Open source geospatial systems and tools have really taken off in recent years, as has the open source community at large. While an open source geospatial solution may be enticing to some GIS managers, there remain a number of hurdles for them to be effectively employed.
Chief among these hurdles are the lack of documentation, training, and the added difficulties of configuring or extending open source solutions (it’s tough to get a good ArcSDE administrator, it’s tougher still to get a good PostGIS administrator). In addition to this, while open source is starting to provide a rather comprehensive suite of software that includes desktop and web based GIS tools and services, as well as database storage and support, they still tend to lack a good data management framework. I suspect that the reason for this is because developers of open source spatial software want their work to be able to do something relatively fast. So they tend to make them work on existing GIS data (such as shapefiles) rather then put a heavy emphasis on creating and managing spatial data from scratch.
Most GIS may be reluctant to move too quickly towards an open source solution when they already have a functionally proprietary system in place.

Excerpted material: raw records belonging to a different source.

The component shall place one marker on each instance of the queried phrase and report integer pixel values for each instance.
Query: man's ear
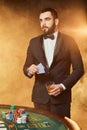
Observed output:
(56, 22)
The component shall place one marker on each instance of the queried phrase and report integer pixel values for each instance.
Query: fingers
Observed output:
(32, 69)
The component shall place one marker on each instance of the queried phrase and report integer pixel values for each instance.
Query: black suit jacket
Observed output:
(66, 54)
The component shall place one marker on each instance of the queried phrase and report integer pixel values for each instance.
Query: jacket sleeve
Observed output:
(77, 65)
(29, 61)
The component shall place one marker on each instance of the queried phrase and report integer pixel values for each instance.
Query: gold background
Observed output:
(18, 24)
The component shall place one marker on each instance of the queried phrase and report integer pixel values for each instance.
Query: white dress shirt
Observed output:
(49, 46)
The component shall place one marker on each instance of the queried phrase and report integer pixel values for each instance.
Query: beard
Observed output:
(48, 30)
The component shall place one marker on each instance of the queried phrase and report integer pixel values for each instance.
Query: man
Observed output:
(49, 59)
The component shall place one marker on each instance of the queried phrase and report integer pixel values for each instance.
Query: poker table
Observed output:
(37, 120)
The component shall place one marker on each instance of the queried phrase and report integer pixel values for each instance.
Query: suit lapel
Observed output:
(58, 44)
(57, 49)
(40, 53)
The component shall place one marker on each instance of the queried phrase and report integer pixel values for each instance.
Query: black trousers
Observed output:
(60, 109)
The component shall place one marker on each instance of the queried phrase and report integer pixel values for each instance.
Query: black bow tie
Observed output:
(49, 36)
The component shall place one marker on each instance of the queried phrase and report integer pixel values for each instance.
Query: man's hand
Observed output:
(57, 89)
(32, 69)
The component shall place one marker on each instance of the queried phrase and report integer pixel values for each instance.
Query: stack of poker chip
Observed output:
(18, 115)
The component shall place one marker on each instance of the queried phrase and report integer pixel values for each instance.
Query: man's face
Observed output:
(47, 23)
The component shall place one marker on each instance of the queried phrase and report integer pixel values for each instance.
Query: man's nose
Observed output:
(43, 23)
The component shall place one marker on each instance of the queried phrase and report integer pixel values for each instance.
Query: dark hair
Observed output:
(53, 12)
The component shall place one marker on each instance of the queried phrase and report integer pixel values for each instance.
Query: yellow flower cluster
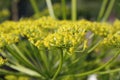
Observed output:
(8, 33)
(51, 33)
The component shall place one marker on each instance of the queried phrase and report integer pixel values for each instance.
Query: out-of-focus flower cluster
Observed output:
(51, 33)
(2, 61)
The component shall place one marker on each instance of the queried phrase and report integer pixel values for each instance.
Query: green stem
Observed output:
(74, 10)
(63, 9)
(34, 5)
(110, 71)
(97, 69)
(60, 65)
(107, 13)
(101, 13)
(50, 8)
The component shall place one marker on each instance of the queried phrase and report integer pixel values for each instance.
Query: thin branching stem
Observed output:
(50, 8)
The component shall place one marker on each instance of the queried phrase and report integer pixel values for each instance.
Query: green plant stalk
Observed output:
(74, 10)
(101, 13)
(34, 6)
(60, 65)
(50, 8)
(97, 69)
(63, 9)
(108, 72)
(109, 9)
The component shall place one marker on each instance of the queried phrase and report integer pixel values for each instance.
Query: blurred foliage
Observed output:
(88, 9)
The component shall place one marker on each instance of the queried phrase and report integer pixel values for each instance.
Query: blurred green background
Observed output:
(88, 9)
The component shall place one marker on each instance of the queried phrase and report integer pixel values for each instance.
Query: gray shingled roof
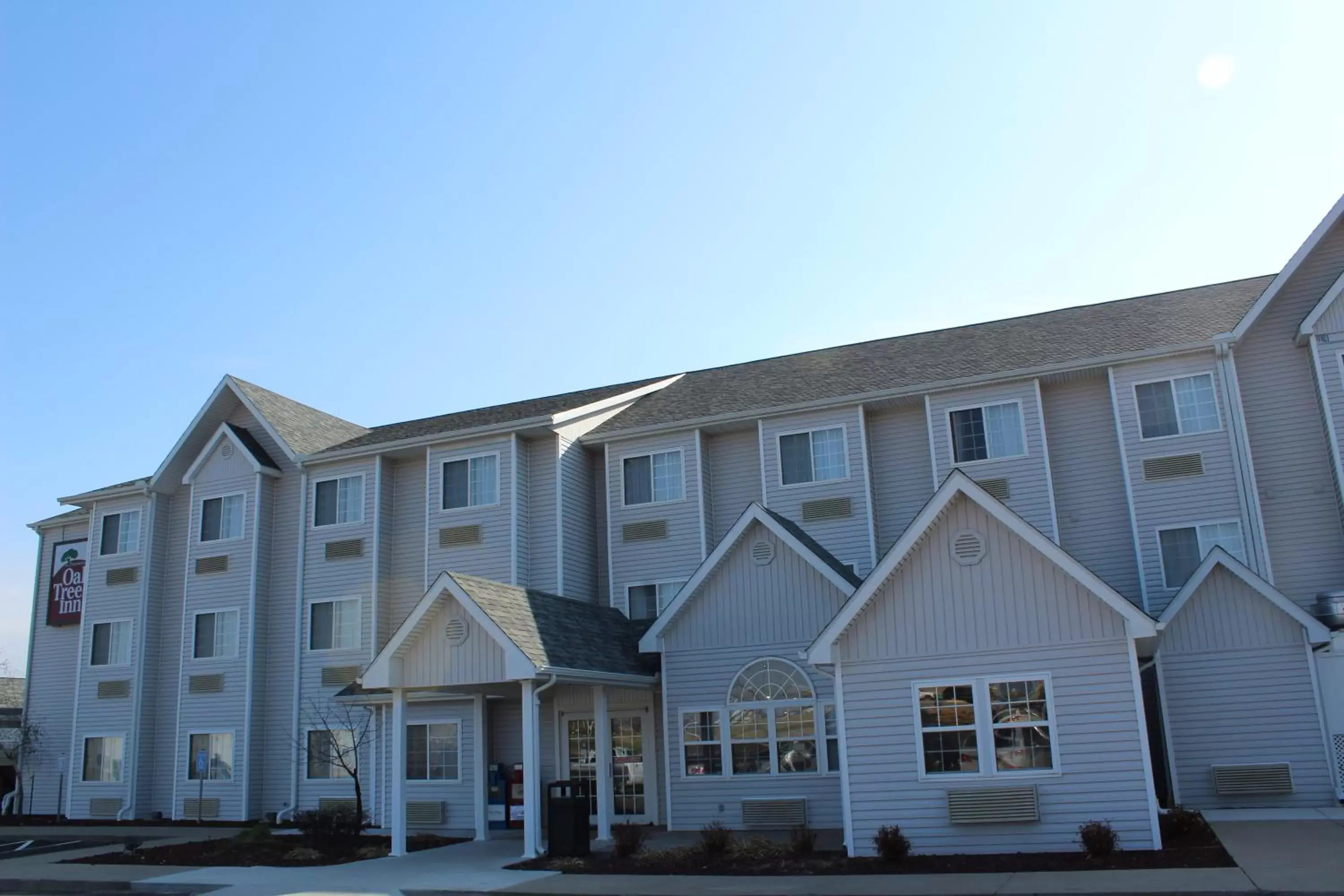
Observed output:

Even though moving towards open source may be compelling due to the potential cost savings in licensing fees, those savings are offset by concerns over being able to manage the system and maintain current capabilities.
The most likely scenario in the near future is to start seeing the appearance of hybrid solutions.
As an example, a GIS shop may decide that their use of ArcEditor (or ArcInfo), ArcSDE and ArcIMS (or ArcServer) may be overkill for their specific requirements. While this software provides an enormous amount of capability, this may not actually be required. It may be possible for them to effectively manage their spatial data using an ArcMap license to manage the spatial data, and then have that data pushed into a PostGIS database for corporate or enterprise attribute editing and visualization. The key is to leverage the power of both commercial and open source solutions towards cheaper and oftentimes more powerful solution.